Currencies: "BTC", "XRP", "ETH", "LTC", "XMR", "MIOTA", "ZEC", "EOS", "ETC"
',
urls=['https://github.com/galeone/crypto15/blob/master/data/crypto15.db3?raw=true'],
features=SequenceDict({
'day_volume_usd': Tensor(shape=(), dtype=tf.int64),
'market_cap_usd': Tensor(shape=(), dtype=tf.int64),
'percent_change_1h': Tensor(shape=(), dtype=tf.float64),
'percent_change_24h': Tensor(shape=(), dtype=tf.float64),
'percent_change_7d': Tensor(shape=(), dtype=tf.float64),
'price_btc': Tensor(shape=(), dtype=tf.float64),
'price_usd': Tensor(shape=(), dtype=tf.float64),
'timestamp': Tensor(shape=(), dtype=tf.int64)
},
total_num_examples=3125,
splits={
'BTC': <tfds.core.SplitInfo num_examples=357>,
'EOS': <tfds.core.SplitInfo num_examples=357>,
'ETC': <tfds.core.SplitInfo num_examples=269>,
'ETH': <tfds.core.SplitInfo num_examples=357>,
'LTC': <tfds.core.SplitInfo num_examples=357>,
'MIOTA': <tfds.core.SplitInfo num_examples=357>,
'XMR': <tfds.core.SplitInfo num_examples=357>,
'XRP': <tfds.core.SplitInfo num_examples=357>,
'ZEC': <tfds.core.SplitInfo num_examples=357>
},
Warning: the data in the split does not follow the temporal order.
tfds
when creates the TFRecords automatically shuffles the data. This means that a single tf.Example
is ordered (the snapshots in a day are sequential) but two elements extracted from the split are unlikely to be sequential.

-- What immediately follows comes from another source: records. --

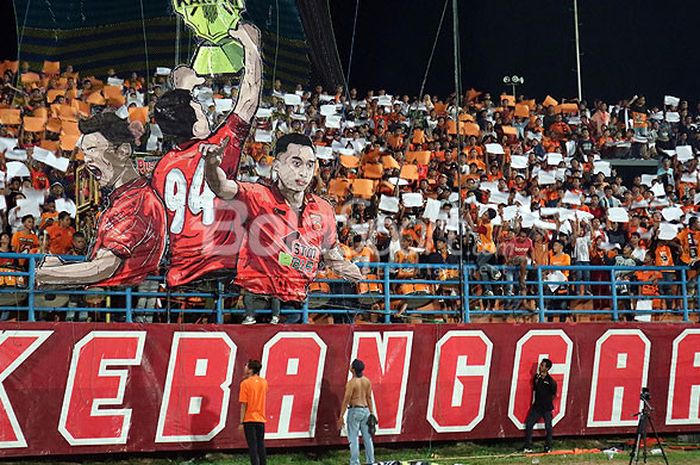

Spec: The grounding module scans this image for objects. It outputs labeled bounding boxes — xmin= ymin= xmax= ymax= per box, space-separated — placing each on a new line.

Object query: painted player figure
xmin=151 ymin=22 xmax=262 ymax=287
xmin=36 ymin=113 xmax=166 ymax=286
xmin=523 ymin=358 xmax=557 ymax=453
xmin=201 ymin=134 xmax=362 ymax=324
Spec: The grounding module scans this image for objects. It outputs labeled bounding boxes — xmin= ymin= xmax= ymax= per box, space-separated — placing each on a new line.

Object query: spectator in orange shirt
xmin=46 ymin=212 xmax=75 ymax=255
xmin=547 ymin=240 xmax=571 ymax=323
xmin=238 ymin=360 xmax=268 ymax=465
xmin=12 ymin=215 xmax=39 ymax=253
xmin=67 ymin=231 xmax=87 ymax=255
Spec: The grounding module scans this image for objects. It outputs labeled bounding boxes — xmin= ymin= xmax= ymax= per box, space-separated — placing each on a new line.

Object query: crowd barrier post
xmin=681 ymin=267 xmax=697 ymax=322
xmin=610 ymin=270 xmax=620 ymax=321
xmin=27 ymin=256 xmax=36 ymax=321
xmin=462 ymin=265 xmax=471 ymax=323
xmin=537 ymin=266 xmax=545 ymax=323
xmin=124 ymin=286 xmax=133 ymax=323
xmin=216 ymin=281 xmax=224 ymax=325
xmin=382 ymin=263 xmax=391 ymax=323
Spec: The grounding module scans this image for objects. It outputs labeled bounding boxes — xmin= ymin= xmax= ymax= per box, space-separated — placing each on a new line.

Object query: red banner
xmin=0 ymin=323 xmax=700 ymax=456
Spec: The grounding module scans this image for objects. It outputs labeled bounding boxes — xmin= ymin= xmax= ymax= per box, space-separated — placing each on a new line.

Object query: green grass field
xmin=3 ymin=439 xmax=700 ymax=465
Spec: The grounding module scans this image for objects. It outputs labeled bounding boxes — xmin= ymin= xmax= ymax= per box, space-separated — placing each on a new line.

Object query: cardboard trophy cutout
xmin=173 ymin=0 xmax=244 ymax=75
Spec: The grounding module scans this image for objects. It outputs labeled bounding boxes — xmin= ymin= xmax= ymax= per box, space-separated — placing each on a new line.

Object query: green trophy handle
xmin=192 ymin=40 xmax=243 ymax=76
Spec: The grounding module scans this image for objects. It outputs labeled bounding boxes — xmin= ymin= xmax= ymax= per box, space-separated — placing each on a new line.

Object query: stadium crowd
xmin=0 ymin=62 xmax=700 ymax=318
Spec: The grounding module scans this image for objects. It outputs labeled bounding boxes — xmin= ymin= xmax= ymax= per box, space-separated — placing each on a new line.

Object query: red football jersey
xmin=151 ymin=114 xmax=250 ymax=286
xmin=235 ymin=182 xmax=338 ymax=302
xmin=90 ymin=177 xmax=167 ymax=286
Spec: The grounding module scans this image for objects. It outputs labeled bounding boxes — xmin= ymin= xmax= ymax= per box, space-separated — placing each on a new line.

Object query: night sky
xmin=331 ymin=0 xmax=700 ymax=103
xmin=0 ymin=0 xmax=700 ymax=103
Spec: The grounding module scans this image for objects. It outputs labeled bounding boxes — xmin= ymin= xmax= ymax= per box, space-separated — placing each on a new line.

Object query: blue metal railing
xmin=0 ymin=254 xmax=700 ymax=323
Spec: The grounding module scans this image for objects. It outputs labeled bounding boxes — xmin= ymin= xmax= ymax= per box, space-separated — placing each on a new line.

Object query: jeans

Data collection and sources
The data has been collected during the years using a Raspberry PI (here's the setup).
- OpenAT Daemon: crypto currency monitor and algorithmic trading bot is the daemon that collects the data (and trades)
- OpenAT: Open Source Algorithmic Trading Library is the C++ library on which OpenAT Daemon is based.
The data is collected from the API of:
- CoinMarketCap: before the discontinuing of their public API.
- alternative.me
Examples
The following charts are created by using the plot-first.py
script, that uses the dataset in its tfds format, therefore the sampled day is random.
The charts shows only how the price in USD changes during a day, using the 95 snapshots available for that day:
BTC
XMR
XRP
LTC
ETC
EOS
ETH
ZEC
MIOTA
Disclaimer
No Investment Advice
The information provided on this website does not constitute investment advice, financial advice, trading advice, or any other sort of advice and you should not treat any of the website's content as such. Do conduct your own due diligence and consult your financial advisor before making any investment decisions.